Pero en un momento dado, Job añade algo que a primera vista nos deja muy perplejos, estupefactos y turbados. Parece que Job, al final de su arenga, pronuncie una admisión de culpabilidad: “¿He disimulado mis culpas a los hombres, ocultando en mi seno mi pecado?” (31,33-34). Precisamente en el último acto de su defensa, a pocos paso de la meta, parece rendirse y, siguiendo los consejos de los amigos, admitir su culpabilidad, negando la inocencia que había sido el único bien que le había salvado de la quiebra total. ¿Es este el sentido de sus palabras? No. Aquí Job nos está diciendo otra cosa distinta y muy importante, en forma de últimas palabras, como un testamento.

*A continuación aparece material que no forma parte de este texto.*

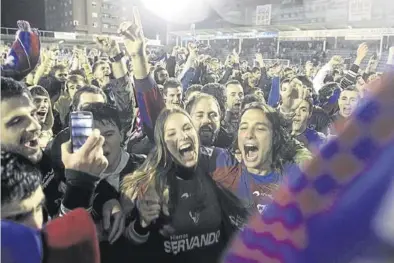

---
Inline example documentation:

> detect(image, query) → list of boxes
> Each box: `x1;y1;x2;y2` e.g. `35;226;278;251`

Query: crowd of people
1;8;394;263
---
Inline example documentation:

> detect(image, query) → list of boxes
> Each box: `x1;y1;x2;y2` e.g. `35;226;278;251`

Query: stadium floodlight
142;0;209;24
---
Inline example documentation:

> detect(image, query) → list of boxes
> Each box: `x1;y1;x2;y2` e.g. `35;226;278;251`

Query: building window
103;24;109;28
69;0;72;3
92;1;97;7
111;25;117;29
102;13;110;18
93;22;98;27
73;20;79;25
65;11;68;16
92;12;98;18
69;10;72;15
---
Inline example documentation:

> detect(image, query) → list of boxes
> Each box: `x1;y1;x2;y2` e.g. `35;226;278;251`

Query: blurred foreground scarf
1;208;100;263
223;69;394;262
1;20;40;81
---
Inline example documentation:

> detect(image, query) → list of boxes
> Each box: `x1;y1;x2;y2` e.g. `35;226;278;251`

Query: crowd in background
2;9;394;263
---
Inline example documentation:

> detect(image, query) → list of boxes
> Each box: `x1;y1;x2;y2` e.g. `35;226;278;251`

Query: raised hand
255;53;264;66
171;46;180;57
232;48;240;64
281;78;310;114
118;7;146;57
357;42;369;60
329;55;344;67
95;36;120;57
225;54;234;67
188;42;198;57
61;129;108;177
136;185;161;228
102;199;125;244
88;48;99;58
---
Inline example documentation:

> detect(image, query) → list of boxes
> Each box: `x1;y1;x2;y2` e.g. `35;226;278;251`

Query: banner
348;0;372;22
279;28;394;38
255;5;271;26
54;32;76;40
345;35;381;41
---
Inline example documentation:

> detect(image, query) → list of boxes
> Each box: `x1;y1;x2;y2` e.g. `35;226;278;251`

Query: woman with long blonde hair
121;106;247;263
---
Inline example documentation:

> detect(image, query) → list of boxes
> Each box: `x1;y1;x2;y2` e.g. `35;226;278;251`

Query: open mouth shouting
21;134;40;152
342;106;352;116
292;118;301;127
233;103;241;111
199;125;215;143
243;142;259;163
36;109;48;121
200;126;213;136
177;140;198;167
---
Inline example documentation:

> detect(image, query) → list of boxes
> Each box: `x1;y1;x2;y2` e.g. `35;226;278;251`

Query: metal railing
2;27;56;38
1;27;162;46
1;27;95;39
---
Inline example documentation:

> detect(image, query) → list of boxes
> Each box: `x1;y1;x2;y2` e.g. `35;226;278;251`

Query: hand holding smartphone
70;111;94;152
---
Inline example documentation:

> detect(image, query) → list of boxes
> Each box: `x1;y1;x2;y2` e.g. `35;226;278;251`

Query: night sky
1;0;46;29
0;0;165;37
0;0;215;38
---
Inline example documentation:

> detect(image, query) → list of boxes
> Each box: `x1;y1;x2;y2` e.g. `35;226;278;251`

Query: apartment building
44;0;130;34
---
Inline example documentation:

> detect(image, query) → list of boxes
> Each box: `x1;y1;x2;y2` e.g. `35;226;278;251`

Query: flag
1;20;41;81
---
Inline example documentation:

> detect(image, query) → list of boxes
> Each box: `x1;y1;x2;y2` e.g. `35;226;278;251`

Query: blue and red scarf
1;20;40;81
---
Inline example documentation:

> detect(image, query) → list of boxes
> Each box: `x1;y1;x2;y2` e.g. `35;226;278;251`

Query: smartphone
70;111;94;152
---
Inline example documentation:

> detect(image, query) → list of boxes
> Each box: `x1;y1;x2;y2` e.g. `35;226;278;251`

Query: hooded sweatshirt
29;85;55;149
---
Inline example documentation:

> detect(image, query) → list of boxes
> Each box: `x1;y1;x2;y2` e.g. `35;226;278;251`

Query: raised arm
386;46;394;72
119;11;165;141
340;42;368;89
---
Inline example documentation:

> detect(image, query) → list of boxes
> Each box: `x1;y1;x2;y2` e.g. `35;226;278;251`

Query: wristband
109;52;124;63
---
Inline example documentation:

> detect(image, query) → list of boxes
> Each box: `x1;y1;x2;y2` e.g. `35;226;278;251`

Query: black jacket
61;154;145;263
38;152;64;218
124;150;249;263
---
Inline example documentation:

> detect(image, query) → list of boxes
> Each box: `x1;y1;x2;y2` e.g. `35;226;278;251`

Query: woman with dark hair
218;102;311;213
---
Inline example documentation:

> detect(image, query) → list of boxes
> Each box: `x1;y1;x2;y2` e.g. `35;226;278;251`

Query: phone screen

Al reconocer la culpa, Job concluye su discurso ampliando el territorio de la inocencia humana hasta incluir también el pecado. El hombre justo no es el que no peca y no comete delitos, porque pecar forma parte de la condición humana. Job siempre ha negado la teología económica de sus amigos, que asociaban su condición de desventurado a su pecado. Ahora entendemos plenamente que la justicia y la inocencia de Job no consisten en la ausencia de pecados, de caídas morales. También Job ha pecado. Es posible cometer pecados y delitos sin dejar de ser justo, siempre que no se abandone la verdad sobre uno mismo y sobre la vida. La mentira es el gran y único pecado contra el Dios de Job, el pecado del que sabe que está equivocado y tiene ‘oculta en el pecho la culpa’. Si la admitiera y la reconociera públicamente demostraría la voluntad de conversión y seguiría siendo justo. Hay personas injustas y no inocentes que reciben alabanzas públicas y condecoraciones civiles, mientras las cárceles están llenas de justos como Job. Dios, si no es un ídolo, no es libre de no perdonar el pecado de los justos. Con sus últimas palabras, Job nos está diciendo algo decisivo para toda experiencia de fe: también el pecador puede ser inocente. Y si también el pecador está dentro del territorio de la inocencia, se puede levantar después de cada caída: siempre es posible convertirse en inocente. Job lo sabe, porque cree y espera tan solo en ese Dios.

Y con esta inocencia sincera, verdadera, honesta, Job termina el relato de su historia. Ha cumplido su tarea, ha terminado su misión. Ha combatido una buena batalla. Ha conservado la fe en el hombre, en Elohim, en su propia dignidad, en su propio honor y en la inocencia del hombre, de todo hombre. Y lo ha hecho por nosotros, sigue haciéndolo por nosotros, para incluir en el reino de los inocentes también a los pecadores que siguen siendo justos.

Ahora sólo espera que también Dios haga su parte, que aparezca en la sala del tribunal de la tierra. Allí es donde le espera: “Esta es mi última palabra: ¡respóndame el Omnipotente! … como un príncipe me llegaré hasta él” (31,35-37). Job ha terminado su prueba con la dignidad del hombre libre y auténtico. Y se siente un rey, “un príncipe”, que puede esperar a Dios con la cabeza alta.

Job está en el tiempo de adviento, sigue esperando a Dios. Pero ahora sabe que, si viene, será distinto al Dios de juventud. El primer Elohim ha sido barrido por el mismo viento impetuoso que se ha llevado sus bienes. Pero no ha dejado de esperarlo, sigue teniendo nostalgia de Dios, una nostalgia de futuro.

En las pruebas de la vida, incluidas las más grandes y tremendas, lo más importante, la única cosa verdaderamente importante, es llegar hasta el final de la noche sin dejar de esperar en otro Dios, llegar a ese encuentro decisivo con la cabeza alta. No siempre se puede esperar a Dios con la cabeza alta, porque para tener la cabeza alta y poder mirar a Elohim a los ojos cuando llegue, hay que vivir las pruebas de la vida como Job, sin conformarse, para salvarse, con un dios menor y un hombre peor.

Job, llegando como un príncipe al final de su defensa, sigue ensanchando el horizonte de la buena humanidad, haciéndolo coincidir, en la línea del horizonte, con el buen cielo de su Dios.